Salvini, der immer wieder mit arg rassistischen Ausfällen auffällt, will alle „Illegalen“ aus dem Land werfen. Den Begriff „Illegaler“ fasst er recht weit. Sein Slogan im Wahlkampf hiess „Prima gli Italiani“. Das Asylrecht sei „ein Fetzen Papier“.
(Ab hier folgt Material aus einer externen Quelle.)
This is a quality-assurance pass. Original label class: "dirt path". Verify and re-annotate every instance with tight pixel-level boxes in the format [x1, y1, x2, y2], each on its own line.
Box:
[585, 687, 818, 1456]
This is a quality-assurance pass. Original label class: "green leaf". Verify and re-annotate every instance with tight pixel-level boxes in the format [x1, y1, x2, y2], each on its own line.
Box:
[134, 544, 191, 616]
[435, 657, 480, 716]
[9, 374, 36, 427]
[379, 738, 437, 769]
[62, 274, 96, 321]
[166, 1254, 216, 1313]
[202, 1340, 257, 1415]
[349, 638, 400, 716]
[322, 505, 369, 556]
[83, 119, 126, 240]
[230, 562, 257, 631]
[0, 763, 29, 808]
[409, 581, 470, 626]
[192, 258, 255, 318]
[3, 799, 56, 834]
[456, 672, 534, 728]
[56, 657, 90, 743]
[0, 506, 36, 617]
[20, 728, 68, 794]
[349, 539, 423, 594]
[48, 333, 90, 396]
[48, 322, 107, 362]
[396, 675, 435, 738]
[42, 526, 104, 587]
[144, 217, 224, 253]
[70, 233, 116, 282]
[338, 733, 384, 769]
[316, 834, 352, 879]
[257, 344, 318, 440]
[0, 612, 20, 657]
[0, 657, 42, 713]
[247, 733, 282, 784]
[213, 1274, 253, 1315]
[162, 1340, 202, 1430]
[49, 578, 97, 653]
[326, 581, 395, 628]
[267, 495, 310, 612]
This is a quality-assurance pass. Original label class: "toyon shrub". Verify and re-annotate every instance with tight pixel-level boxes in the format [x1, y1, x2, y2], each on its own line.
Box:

Auch die 5 Sterne fordern eine härtere Gangart in der Migrationsfrage. Di Maio bezeichnete die Nichtregierungsorganisationen (NGOs), die im Mittelmeer Flüchtlinge retten, als „Komplizen der Schlepper“. Ihre Hilfsschiffe seien „Taxis für die Migranten“.
Putin-freundlich
Beide Parteien werden sehr autokratisch geführt. „Mehr Basisdemokratie“ ist zwar ein Schlagwort der 5 Sterne. Doch in Wirklichkeit werden ihre eignen Abgeordneten an die Leine genommen. Jeder Parlamentarier muss unterschreiben, dass er 100’000 Euro zahlt, wenn er die Fraktionsdisziplin verletzt. Sowohl die Lega als auch die Sterne wollen ein neues Wahlgesetz, das sie selbst noch stärker macht.
Aussenpolitisch fordern beide, dass die Sanktionen gegen Russland aufgehoben werden. Beide haben für Putin freundliche Worte übrig. Im Blog von Beppe Grillo werden immer wieder, manchmal wörtlich, Artikel der russischen Propagandamedien RT und Sputnik übernommen.
Im Wahlkampf wurden zahlreiche andere Forderungen erhoben. Das Pensionsalter soll wieder heruntergesetzt werden. Und der Impfzwang soll fallen.
„Reality Test“?
Sollten die beiden Parteien wirklich an die Macht kommen, wird es sich zeigen, wieweit ihre Forderungen nur Wahlkampfmunition waren.
„Politische Positionen können sich plötzlich ändern, wenn eine Partei an der Macht ist“, erklärte Christine Lagarde, die Direktorin des Internationalen Währungsfonds (IMF). In einem Video-Interview mit der Römer Zeitung „La Repubblica“ sagte sie an die Adresse der 5 Sterne und der Lega: „Die regierenden Parteien merken plötzlich, dass sie nicht mehr ausgeben können, als sie haben, und dass die Stabilität wichtig ist.“ Sie erwarte, dass die neuen Machthaber einige ihrer Positionen revidieren und sie einem „Reality Test“ unterziehen.
Ob Di Maio und Salvini die Botschaft verstanden haben? Das Interview wurde auf Englisch geführt. Di Maio und Salvini sprechen kein Wort Englisch.